I developed a similar system for my own purposes that you might want to
look at.

The idea is that you define this type of rule in an easily edited file
which contains header lines the set the rule name, score, description,
whether it ignores case, etc. These are followed by one or more
sections, each consisting of a line saying which part of the message it
applies to (body, uri, etc) and a list of match terms. A shell script,
which uses gawk for the heavy lifting, converts one or more definition
files into rules (one rule per definition) and outputs a single .cf file
containing them all. There's even a man page.

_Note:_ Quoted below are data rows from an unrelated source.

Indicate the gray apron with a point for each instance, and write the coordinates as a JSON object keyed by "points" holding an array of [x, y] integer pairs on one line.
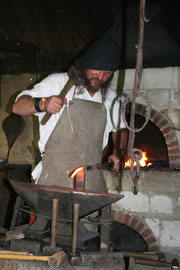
{"points": [[68, 149]]}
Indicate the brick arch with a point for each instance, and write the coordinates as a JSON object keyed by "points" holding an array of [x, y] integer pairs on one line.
{"points": [[137, 225], [161, 121]]}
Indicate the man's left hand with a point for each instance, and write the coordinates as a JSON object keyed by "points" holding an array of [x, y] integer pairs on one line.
{"points": [[116, 161]]}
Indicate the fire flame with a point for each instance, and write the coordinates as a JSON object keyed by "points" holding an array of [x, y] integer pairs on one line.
{"points": [[77, 170], [143, 162]]}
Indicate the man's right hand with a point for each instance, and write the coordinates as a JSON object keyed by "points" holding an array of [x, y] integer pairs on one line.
{"points": [[53, 104]]}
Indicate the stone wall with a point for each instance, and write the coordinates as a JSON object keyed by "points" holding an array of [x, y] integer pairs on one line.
{"points": [[155, 211]]}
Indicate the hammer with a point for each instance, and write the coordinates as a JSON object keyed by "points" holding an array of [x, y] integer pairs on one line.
{"points": [[54, 260]]}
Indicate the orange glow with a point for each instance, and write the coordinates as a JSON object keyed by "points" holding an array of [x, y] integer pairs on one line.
{"points": [[143, 162], [76, 171]]}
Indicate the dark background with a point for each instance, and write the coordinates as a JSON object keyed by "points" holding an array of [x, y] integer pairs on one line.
{"points": [[46, 35]]}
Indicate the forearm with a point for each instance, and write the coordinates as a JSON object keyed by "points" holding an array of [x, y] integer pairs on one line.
{"points": [[24, 106]]}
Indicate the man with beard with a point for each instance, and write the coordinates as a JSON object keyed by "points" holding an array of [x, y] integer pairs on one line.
{"points": [[79, 127]]}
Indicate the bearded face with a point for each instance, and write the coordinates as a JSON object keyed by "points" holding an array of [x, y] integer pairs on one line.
{"points": [[95, 79]]}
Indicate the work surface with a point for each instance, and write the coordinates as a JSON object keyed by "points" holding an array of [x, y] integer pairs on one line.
{"points": [[24, 265]]}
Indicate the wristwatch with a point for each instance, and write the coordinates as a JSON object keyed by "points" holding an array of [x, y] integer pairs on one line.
{"points": [[37, 102]]}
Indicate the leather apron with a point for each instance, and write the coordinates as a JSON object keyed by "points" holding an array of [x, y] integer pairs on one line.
{"points": [[67, 148]]}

Its all available in a GPLed tarball:
http://www.libelle-systems.com/free/portmanteau/portmanteau.tgz


Martin




Re: List of urls

2010-10-26 Thread Raymond Dijkxhoorn

Hi!


Now i do like this :

uri url_1 /www.domain1.com/
uri url_2 /www.domain2.com/
uri url_3 /www.domain3.com/
uri url_4 /www.domain4.com/

score url_1 10
score url_2 10
score url_3 10
score url_4 10


Isnt this a bit expensive? Report to SURBL or something and you get them 
added ;) (send a mail to raym...@surbl.org)


For your question, why dont you regexp it?

uri url_1 /www.domain(1|2|3|4).com/

The exact regexp is naturally depending on the domains but you dont need a 
seperate check for all.


The best to handle domains is putting them in a small rbl, or get them 
added to a existing rbl.


Bye,
Raymond.


Re: List of urls

2010-10-26 Thread Karsten Bräckelmann
On Tue, 2010-10-26 at 10:53 +0200, Raymond Dijkxhoorn wrote:
 For your question, why dont you regexp it?
 
 uri url_1 /www.domain(1|2|3|4).com/
 
 The exact regexp is naturally depending on the domains but you dont need a 
 seperate check for all.

One way to consolidate them, yes -- depending on the nature of the
strings to match it can be very intuitive and natural.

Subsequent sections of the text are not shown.